Au demeurant il était fort sensible A l'intérêt, aimait fort les présents. Son concurrent n'avait encor su dire Le moindre mot à l'objet de ses voeux: On ignorait, ce lui semblait, ses feux, Et le surplus de l'amoureux martyre; (Car c'est toujours une même chanson). Si l'on l'eût su, qu'eût-on fait? Que fait-on? Jà n'est besoin qu'au lecteur je le die. Pour revenir à notre pauvre amant, Il n'avait su dire un mot seulement Au médecin touchant sa maladie. Or le voilà qui tourmente sa vie, Qui va, qui vient, qui court, qui perd ses pas: Point de fenêtre et point de jalousie Ne lui permet d'entrevoir les appas Ni d'entr'ouïr la voix de sa maîtresse. Il ne fut onc semblable forteresse. Si faudra-t-il qu'elle y vienne pourtant. Voici comment s'y prit notre assiégeant. Je pense avoir déjà dit, ce me semble, Qu'Aldobrandin homme à présents était; Non qu'il en fît, mais il en recevait. Le Magnifique avait un cheval d'amble, Beau, bien taillé, dont il faisait grand cas: Il l'appelait, à cause de son pas, La haquenée. Aldobrandin le loue: Ce fut assez; notre amant proposa De le troquer; l'époux s'en excusa: Non pas, dit-il, que je ne vous avoue Qu'il me plaît fort; mais à de tels marchés Je perds toujours. Alors le Magnifique, Qui voit le but de cette politique, Reprit: Eh bien, faisons mieux; ne troquez; Mais, pour le prix du cheval, permettez Que, vous présent, j'entretienne Madame. C'est un désir curieux qui m'a pris. Encor faut-il que vos meilleurs amis
Sachent un peu ce qu'elle a dedans l'âme.

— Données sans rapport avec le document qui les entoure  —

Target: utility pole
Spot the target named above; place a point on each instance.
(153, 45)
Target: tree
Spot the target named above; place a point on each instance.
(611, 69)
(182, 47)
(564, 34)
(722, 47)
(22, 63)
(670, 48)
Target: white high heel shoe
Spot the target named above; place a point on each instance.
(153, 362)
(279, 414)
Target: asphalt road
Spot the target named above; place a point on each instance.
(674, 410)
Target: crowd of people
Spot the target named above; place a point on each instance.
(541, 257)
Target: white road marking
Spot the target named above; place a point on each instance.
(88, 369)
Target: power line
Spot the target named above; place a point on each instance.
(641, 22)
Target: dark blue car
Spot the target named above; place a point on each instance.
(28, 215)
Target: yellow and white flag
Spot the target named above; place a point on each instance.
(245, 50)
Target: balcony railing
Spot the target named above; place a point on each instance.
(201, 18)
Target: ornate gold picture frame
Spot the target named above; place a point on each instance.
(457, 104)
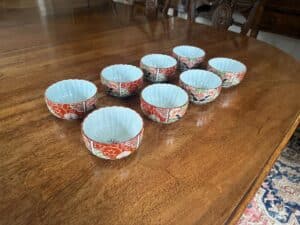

Je vous demande un quart d'heure sans plus. Aldobrandin l'arrêtant là-dessus: J'en suis d'avis; je livrerai ma femme? Ma foi, mon cher, gardez votre cheval. - Quoi, vous présent? - Moi présent. - Et quel mal Encore un coup peut-il en la présence D'un mari fin comme vous arriver? Aldobrandin commence d'y rêver: Et raisonnant en soi: Quelle apparence Qu'il en mévienne en effet moi présent? C'est marché sûr; il est fol; à son dam; Que prétend-il? Pour plus grande assurance, Sans qu'il le sache, il faut faire défense A ma moitié de répondre au galant. Sus, dit l'époux, j'y consens. - La distance De vous à nous, poursuivit notre amant, Sera réglée, afin qu'aucunement Vous n'entendiez. Il y consent encore; Puis va quérir sa femme en ce moment. Quand l'autre voit celle-là qu'il adore, Il se croit être en un enchantement. Les saluts faits, en un coin de la salle Ils se vont seoir. Notre galant n'étale Un long narré, mais vient d'abord au fait. Je n'ai le lieu ni le temps à souhait, Commença-t-il; puis je tiens inutile De tant tourner; il n'est que d'aller droit. Partant, Madame, en un mot comme en mille, Votre beauté jusqu'au vif m'a touché. Penseriez-vous que ce fût un péché Que d'y répondre? Ah je vous crois, Madame, De trop bon sens. Si j'avais le loisir, Je ferais voir par les formes ma flamme, Et vous dirais de cet ardent désir Tout le menu. Mais que je brûle, meure, Et m'en tourmente, et me dise aux abois, Tout ce chemin que l'on fait en six mois, Il me convient le faire en un quart d'heure: Et plus encor; car ce n'est pas là tout. Froid est l'amant qui ne va jusqu'au bout, Et par sottise en si beau train demeure. Vous vous taisez? pas un mot! Qu'est-ce là? Renvoyrez-vous de la sorte un pauvre homme? Le Ciel vous fit, il est vrai, ce qu'on nomme Divinité; mais faut-il pour cela
Ne point répondre alors que l'on vous prie?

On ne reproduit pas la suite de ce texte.